Feel strange? It feels like we went to implementation too quickly, doesn’t it? We feel like writing a concrete class so soon is sorta dirty. Surely there will be some tight coupling as a result. And what happens if we later want to switch to a database? This can’t be right.
And if this was all we ever did, it would be wrong. In reality, we implement the file-based store and hardcode a file path in. But, as we do so, we realize that in order to unit test appropriately we’ll pull need to pull the file path into the constructor so we can better specify where it goes.
See how that decision was much easier to make? We based it on real needs, not theoretical desires. The decisions “bubble up.”
In a short time, we have a working key store and a clear mind. The application uses the file-based key store concretely; does this feel right. Why or why not? Perhaps we forsee changes later. So what? Why do we need to try to predict the future? When the time comes to add a new kind of key/value store, we can do it. So let’s fast-forward now…
New requirements have come and instead of a database store we want a networked REST store so that the settings can be shared via the Cloud. We go to our implementation and determine what needs to change: three of our methods assume a synchronous implementation and we obviously need a new constructor. Since we’ll have two key/store implementations now, we also need to pull out an interface. The new interface now supports asynchronous calls and we write the new REST implementation for it.

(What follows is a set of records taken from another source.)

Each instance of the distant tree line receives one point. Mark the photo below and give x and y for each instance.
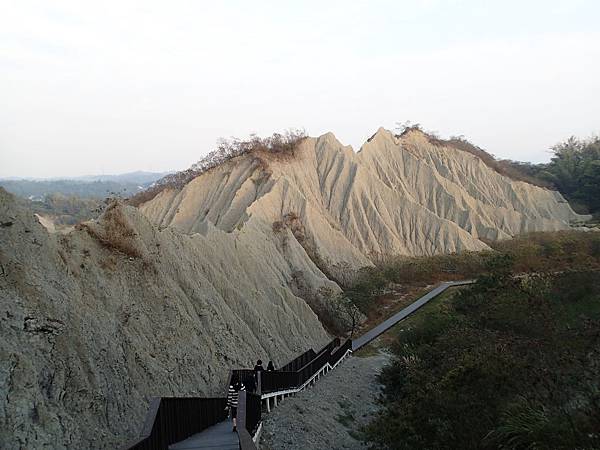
(574, 170)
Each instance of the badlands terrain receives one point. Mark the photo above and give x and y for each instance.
(165, 297)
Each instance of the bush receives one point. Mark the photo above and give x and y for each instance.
(488, 369)
(279, 145)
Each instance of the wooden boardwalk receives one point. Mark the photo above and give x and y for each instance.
(389, 323)
(217, 437)
(221, 436)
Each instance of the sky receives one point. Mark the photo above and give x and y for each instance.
(89, 87)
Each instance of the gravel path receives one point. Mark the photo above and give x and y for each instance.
(327, 415)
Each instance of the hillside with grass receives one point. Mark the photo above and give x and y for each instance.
(511, 362)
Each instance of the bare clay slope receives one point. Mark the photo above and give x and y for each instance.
(396, 196)
(94, 322)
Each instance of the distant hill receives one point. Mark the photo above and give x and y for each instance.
(93, 186)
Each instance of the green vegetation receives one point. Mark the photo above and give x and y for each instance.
(533, 252)
(574, 170)
(510, 362)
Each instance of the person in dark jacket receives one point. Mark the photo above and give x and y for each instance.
(233, 396)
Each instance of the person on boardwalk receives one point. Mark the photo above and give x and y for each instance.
(233, 396)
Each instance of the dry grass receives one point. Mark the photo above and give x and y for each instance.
(278, 146)
(116, 234)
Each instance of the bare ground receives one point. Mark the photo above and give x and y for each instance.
(330, 414)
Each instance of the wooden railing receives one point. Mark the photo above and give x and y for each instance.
(173, 419)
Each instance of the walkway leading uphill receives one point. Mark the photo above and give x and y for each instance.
(189, 423)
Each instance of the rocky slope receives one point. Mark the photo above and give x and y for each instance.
(396, 196)
(95, 322)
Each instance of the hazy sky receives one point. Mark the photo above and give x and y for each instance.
(92, 87)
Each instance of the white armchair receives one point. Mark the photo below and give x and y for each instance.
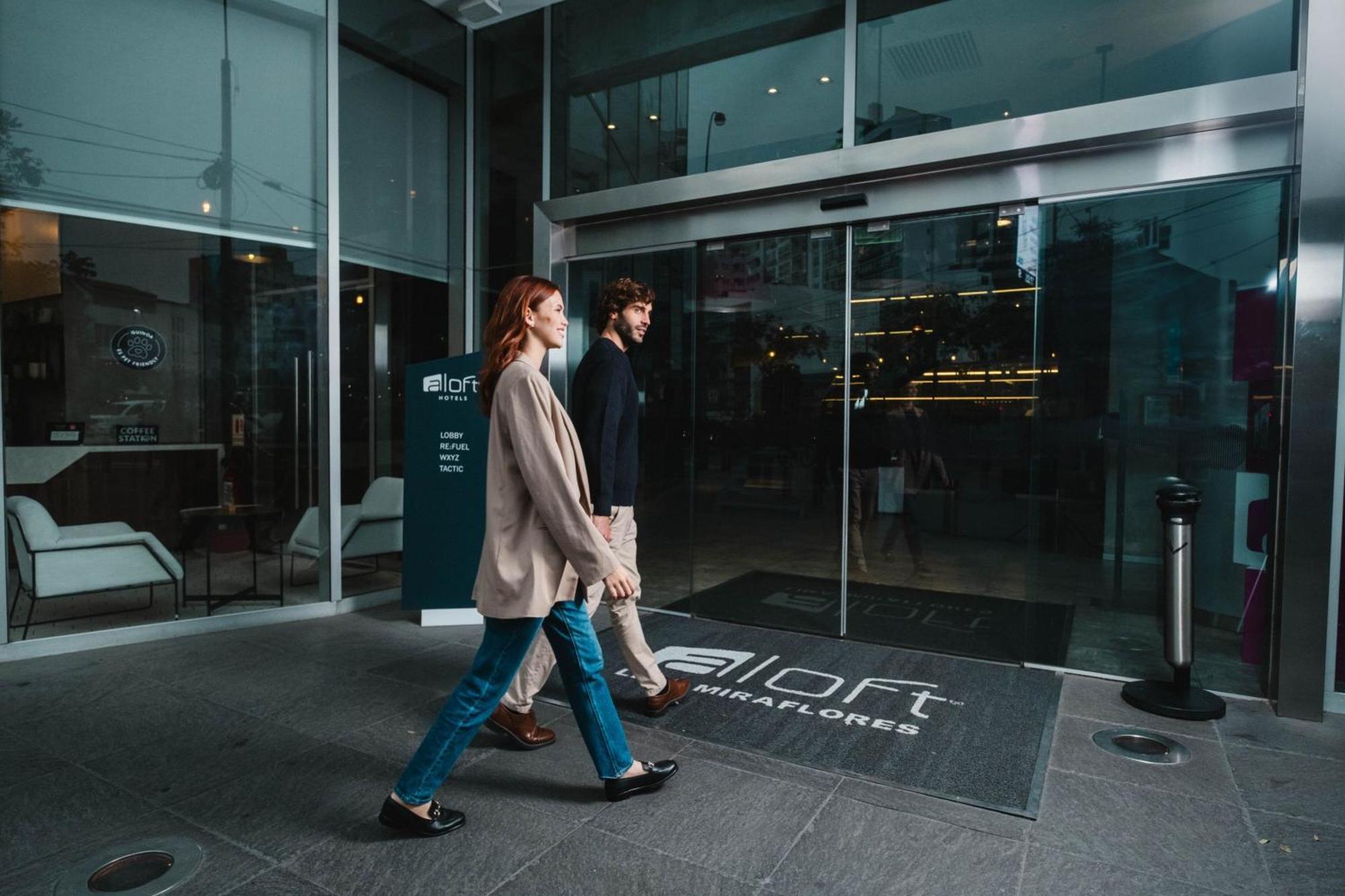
(64, 561)
(368, 529)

See what we did? We haven’t wasted any effort. As we’ve gone along, we’ve used our experience to anticipate future changes by writing flexible code, but we haven’t written any code for imaginary requirements. You see, anticipating change in the future is far different than prematurely building to it. Instead of trying to predict the future by writing high-level code before the low-level, we’re letting the real requirements of the application drive where the abstraction goes. Our decisions are made easier because we’re reacting to real stimuli.
Give It A Try!
The next time you find yourself having to write a complex system, start with the low-level classes and work your way up. You’ll find that the decisions are easily solvable when you have the benefit of existing, working code. Ideating on the theoretical leaves too many unknowns for you to make the best choices.
The end result will be concise, get-to-the-point code with no unnecessary abstraction because you only added the abstraction you needed, not what you anticipated.
Now come on, enterprise. Is that so hard?